Pour autant, si les cultivateurs situés en zone dite "vulnérable" ont l'obligation de laisser pousser moutarde, avoine,vesce, tournesol, pois, phacélie ou tout autre plante qui pourra piéger au mieux l'azote de la précédente culture, il s'agit d'une production qu'ils n'ont pas le droit de récolter et qu'ils doivent donc détruire. Célie Bresson, chargée de mission élevage au sein du réseau des Civam normands, une association qui promeut un changement des comportements pour une agriculture durable, l'écopâturage "permet d'économiser le fioul du tracteur qui va détruire la plantation, ou d'éviter un passage de glyphosate sur le sol, dans le cas d'une destruction chimique".

Depuis l'année dernière, Samuel est l'un des pionniers de la pratique. Mais chose rare, c'est aussi un éleveur sans terrain pour l'hiver, qui balade son petit troupeau de parcelle en parcelle quand le froid s'attaque à sa petite prairie d'Hauville, dans l'Eure. Cette année, il a investi dans une clotûre mobile - il faut 1h30 pour encadrer 6 hectares de terrain - qui lui permet de fournir un service "clé en main" à son partenaire.
"J'ai conscience d'avoir de la chance d'être tombé sur lui, parce qu'en règle générale, c'est très compliqué de convaincre les agriculteurs", reconnait l'éleveur normand. 

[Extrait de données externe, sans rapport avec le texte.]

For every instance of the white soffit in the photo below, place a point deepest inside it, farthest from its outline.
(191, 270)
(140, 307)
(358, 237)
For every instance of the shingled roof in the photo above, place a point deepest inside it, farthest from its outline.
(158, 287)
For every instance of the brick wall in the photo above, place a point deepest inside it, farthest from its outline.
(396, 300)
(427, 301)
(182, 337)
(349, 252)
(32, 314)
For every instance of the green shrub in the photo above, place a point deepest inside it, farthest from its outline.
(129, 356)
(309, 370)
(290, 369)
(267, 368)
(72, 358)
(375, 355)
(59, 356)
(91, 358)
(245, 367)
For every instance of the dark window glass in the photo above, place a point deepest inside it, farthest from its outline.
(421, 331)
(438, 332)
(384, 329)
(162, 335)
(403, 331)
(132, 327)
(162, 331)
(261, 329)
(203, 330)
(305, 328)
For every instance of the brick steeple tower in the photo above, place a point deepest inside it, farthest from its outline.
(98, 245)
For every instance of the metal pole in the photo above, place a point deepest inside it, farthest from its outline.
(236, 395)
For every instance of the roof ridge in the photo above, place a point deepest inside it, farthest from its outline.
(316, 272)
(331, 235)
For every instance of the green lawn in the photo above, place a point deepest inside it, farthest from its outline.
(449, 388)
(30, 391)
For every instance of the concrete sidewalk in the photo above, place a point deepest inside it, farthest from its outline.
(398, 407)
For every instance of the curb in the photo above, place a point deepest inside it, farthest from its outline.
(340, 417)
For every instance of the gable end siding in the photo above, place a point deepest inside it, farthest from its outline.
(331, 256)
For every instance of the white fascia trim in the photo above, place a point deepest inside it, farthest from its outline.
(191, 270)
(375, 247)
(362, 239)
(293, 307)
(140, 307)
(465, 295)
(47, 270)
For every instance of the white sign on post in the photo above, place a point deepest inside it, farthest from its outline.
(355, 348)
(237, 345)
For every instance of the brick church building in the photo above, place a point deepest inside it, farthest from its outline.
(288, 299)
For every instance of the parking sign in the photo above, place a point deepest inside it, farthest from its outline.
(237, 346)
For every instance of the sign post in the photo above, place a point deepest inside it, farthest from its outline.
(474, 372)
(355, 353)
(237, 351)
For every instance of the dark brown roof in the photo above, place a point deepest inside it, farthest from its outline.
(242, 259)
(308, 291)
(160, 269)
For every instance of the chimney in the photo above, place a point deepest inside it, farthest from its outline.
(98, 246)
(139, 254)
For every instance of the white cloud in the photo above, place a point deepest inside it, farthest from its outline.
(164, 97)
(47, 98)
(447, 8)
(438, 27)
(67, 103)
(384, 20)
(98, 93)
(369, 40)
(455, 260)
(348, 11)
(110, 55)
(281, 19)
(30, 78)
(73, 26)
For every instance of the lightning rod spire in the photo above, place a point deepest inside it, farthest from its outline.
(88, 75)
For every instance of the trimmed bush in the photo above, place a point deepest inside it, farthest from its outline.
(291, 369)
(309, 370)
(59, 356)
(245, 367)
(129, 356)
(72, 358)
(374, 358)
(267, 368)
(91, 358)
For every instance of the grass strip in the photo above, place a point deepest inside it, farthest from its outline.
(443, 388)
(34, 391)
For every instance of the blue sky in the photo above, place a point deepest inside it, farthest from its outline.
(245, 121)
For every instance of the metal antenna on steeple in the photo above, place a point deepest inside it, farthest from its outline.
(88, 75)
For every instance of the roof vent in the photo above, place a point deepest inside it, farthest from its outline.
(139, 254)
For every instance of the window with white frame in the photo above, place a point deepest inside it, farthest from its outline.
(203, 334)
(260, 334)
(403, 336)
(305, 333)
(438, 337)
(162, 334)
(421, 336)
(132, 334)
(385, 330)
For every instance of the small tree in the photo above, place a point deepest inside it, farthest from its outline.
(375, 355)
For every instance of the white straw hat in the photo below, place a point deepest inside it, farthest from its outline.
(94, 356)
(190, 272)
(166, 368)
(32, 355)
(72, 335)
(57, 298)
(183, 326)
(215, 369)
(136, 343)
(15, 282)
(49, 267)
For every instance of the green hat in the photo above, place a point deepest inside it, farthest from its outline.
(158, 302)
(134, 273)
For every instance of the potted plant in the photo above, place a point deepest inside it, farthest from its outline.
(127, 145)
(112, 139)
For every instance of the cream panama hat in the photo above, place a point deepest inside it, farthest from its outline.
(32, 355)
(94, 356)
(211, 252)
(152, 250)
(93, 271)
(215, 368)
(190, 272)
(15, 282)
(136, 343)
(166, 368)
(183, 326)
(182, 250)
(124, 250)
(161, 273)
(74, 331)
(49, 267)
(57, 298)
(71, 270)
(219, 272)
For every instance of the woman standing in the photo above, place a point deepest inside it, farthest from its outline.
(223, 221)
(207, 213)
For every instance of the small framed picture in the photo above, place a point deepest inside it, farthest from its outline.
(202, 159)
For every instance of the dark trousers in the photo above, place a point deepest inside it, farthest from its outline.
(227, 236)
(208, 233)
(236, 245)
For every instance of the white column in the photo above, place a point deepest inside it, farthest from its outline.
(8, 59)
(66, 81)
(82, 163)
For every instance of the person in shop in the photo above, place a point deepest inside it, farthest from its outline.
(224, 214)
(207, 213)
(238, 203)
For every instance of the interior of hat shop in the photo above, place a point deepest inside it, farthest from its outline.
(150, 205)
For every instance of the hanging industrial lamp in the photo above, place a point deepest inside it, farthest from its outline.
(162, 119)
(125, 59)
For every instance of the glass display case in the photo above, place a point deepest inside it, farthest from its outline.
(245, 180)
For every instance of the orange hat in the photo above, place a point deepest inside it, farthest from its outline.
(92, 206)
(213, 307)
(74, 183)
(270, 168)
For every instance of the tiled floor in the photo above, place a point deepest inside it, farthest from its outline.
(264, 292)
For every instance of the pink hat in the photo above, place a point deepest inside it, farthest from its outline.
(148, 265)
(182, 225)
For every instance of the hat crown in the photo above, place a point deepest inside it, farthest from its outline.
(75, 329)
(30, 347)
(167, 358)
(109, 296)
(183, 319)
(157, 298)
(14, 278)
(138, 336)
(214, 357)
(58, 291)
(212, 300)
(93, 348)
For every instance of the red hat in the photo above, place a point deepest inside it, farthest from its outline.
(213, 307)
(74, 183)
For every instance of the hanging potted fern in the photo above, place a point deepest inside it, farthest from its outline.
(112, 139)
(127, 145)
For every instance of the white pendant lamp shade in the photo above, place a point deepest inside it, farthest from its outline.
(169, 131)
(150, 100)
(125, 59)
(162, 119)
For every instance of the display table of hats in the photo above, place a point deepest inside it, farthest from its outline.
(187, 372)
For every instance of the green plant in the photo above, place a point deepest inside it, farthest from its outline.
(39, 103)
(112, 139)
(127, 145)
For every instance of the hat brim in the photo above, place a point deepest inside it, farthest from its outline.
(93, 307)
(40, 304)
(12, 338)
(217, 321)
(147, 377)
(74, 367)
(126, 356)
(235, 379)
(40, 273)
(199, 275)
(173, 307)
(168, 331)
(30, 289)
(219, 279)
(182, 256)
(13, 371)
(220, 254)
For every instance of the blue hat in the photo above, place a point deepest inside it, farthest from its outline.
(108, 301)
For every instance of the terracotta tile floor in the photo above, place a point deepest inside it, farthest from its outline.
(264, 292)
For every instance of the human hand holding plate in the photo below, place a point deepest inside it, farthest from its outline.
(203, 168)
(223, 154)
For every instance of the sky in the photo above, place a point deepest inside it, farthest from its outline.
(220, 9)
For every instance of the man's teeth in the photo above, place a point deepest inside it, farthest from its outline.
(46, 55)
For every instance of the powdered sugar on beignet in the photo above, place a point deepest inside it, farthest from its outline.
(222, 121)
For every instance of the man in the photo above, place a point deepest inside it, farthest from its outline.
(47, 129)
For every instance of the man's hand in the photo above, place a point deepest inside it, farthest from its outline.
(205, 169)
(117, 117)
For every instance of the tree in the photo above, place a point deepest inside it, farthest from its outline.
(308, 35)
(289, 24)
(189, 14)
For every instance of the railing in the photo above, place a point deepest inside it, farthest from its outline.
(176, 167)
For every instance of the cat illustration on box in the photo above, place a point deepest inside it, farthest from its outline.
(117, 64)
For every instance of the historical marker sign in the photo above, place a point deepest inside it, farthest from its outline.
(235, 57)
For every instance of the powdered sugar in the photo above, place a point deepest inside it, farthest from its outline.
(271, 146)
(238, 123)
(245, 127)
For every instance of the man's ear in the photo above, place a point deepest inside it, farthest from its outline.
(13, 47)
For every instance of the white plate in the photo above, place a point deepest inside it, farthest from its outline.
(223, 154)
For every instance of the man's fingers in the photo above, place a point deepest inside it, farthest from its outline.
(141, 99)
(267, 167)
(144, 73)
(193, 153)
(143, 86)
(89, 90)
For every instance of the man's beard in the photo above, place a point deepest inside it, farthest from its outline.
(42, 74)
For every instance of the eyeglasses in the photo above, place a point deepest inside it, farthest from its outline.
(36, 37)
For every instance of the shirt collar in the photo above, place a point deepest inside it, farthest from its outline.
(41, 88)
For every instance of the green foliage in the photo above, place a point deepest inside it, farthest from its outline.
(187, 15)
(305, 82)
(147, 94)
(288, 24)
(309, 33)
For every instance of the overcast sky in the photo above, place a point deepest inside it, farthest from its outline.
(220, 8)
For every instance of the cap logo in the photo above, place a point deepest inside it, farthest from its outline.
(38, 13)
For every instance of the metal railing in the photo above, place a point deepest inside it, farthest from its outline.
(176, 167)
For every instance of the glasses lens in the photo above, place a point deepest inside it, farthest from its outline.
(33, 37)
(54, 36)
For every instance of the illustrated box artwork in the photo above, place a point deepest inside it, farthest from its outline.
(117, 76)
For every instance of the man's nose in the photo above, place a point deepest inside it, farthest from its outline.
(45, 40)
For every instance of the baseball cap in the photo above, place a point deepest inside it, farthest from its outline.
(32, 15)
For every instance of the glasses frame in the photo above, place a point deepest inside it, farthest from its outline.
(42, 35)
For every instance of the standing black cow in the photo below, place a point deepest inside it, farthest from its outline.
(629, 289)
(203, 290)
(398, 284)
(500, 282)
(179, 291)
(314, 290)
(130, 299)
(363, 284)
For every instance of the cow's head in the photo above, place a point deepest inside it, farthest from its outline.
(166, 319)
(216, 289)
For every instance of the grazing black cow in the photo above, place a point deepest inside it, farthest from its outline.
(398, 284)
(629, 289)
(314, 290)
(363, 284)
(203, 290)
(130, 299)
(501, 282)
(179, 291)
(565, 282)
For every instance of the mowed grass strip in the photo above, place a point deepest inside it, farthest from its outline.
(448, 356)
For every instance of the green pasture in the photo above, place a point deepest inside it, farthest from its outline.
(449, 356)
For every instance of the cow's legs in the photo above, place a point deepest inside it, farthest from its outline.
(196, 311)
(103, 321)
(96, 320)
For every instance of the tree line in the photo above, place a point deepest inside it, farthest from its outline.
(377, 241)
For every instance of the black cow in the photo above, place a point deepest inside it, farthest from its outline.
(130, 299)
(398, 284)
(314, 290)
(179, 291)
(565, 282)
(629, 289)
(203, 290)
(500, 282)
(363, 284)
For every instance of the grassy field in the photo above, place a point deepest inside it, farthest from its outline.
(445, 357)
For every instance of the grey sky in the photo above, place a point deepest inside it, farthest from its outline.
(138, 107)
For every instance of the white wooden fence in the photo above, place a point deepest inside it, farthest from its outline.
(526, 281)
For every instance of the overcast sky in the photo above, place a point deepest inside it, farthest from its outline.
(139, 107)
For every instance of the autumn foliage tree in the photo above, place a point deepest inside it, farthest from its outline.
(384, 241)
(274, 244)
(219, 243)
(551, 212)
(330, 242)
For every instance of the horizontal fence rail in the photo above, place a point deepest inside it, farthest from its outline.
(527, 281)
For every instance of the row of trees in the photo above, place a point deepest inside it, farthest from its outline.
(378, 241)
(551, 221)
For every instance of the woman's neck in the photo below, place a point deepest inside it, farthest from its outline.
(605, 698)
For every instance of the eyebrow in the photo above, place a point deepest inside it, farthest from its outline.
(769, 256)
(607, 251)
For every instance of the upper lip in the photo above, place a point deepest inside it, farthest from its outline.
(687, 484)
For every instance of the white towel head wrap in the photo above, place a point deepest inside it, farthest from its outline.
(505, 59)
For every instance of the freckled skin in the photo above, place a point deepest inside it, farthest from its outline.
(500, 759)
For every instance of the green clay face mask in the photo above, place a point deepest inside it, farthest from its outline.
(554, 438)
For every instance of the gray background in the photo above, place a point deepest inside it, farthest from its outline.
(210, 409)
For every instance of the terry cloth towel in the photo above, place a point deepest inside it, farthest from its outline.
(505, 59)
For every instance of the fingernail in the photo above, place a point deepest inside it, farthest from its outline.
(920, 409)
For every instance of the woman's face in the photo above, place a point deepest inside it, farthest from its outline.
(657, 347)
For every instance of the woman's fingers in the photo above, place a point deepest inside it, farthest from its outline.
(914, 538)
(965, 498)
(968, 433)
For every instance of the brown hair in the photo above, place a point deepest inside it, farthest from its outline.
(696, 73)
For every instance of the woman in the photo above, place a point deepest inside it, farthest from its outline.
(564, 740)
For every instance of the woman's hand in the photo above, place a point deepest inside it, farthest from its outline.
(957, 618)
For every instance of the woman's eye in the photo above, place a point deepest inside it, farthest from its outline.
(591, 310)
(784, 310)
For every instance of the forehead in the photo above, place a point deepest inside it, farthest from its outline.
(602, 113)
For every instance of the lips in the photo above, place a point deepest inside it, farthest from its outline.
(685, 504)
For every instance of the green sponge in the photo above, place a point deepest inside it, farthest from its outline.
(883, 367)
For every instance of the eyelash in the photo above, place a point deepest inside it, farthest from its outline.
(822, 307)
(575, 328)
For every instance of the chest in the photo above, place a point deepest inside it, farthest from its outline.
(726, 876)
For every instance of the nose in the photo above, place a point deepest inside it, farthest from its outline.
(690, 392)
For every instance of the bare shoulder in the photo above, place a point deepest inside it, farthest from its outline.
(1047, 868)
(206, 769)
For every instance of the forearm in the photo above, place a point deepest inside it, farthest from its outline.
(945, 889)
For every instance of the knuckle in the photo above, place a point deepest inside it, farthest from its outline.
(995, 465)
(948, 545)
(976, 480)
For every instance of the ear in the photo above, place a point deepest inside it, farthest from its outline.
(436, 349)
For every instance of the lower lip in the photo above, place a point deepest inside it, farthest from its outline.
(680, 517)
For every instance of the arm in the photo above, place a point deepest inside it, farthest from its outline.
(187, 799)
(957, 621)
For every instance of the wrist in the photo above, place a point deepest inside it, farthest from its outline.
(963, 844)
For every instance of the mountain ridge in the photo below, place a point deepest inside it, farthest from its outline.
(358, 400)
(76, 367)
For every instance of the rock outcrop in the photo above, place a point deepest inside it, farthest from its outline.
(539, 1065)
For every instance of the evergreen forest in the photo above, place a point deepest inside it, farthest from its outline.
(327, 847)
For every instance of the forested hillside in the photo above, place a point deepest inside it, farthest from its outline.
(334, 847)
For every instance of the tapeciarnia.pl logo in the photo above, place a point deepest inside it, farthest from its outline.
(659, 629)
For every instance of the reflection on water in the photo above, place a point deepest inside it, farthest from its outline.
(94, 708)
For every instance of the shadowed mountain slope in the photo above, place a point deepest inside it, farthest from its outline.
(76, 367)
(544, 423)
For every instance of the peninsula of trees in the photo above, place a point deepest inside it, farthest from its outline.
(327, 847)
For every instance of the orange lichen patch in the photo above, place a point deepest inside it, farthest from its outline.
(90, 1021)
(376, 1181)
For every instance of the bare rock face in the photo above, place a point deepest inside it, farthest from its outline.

Une pratique du siècle dernier

À ses cotés, cette le réseau des Civam  milite pour convertir de nouveaux agriculteurs à l'écopaturage.... car les plus anciens connaissent déjà. "Cette pratique était courante il y a une cinquantaine d'années,mais elle s'est perdue avec temps, poursuit Célie Bresson. Petit à petit, on a moins fait de couverts, car les semences coutent de l'argent, et le nombre de fermes était beaucoup plus important à l'époque".
 
Ce week-end, les brebis de Samuel Foubert remettent le couvert sur une nouvelle parcelle, plantée plus tard pour leur permettre de déguster des plantes plus basses et donc plus tendres. Un menu concocté tout spécialement pour elles : avoine, tournesol, plantes fleuries et toujours un peu de moutarde blanche... histoire de relever le tout.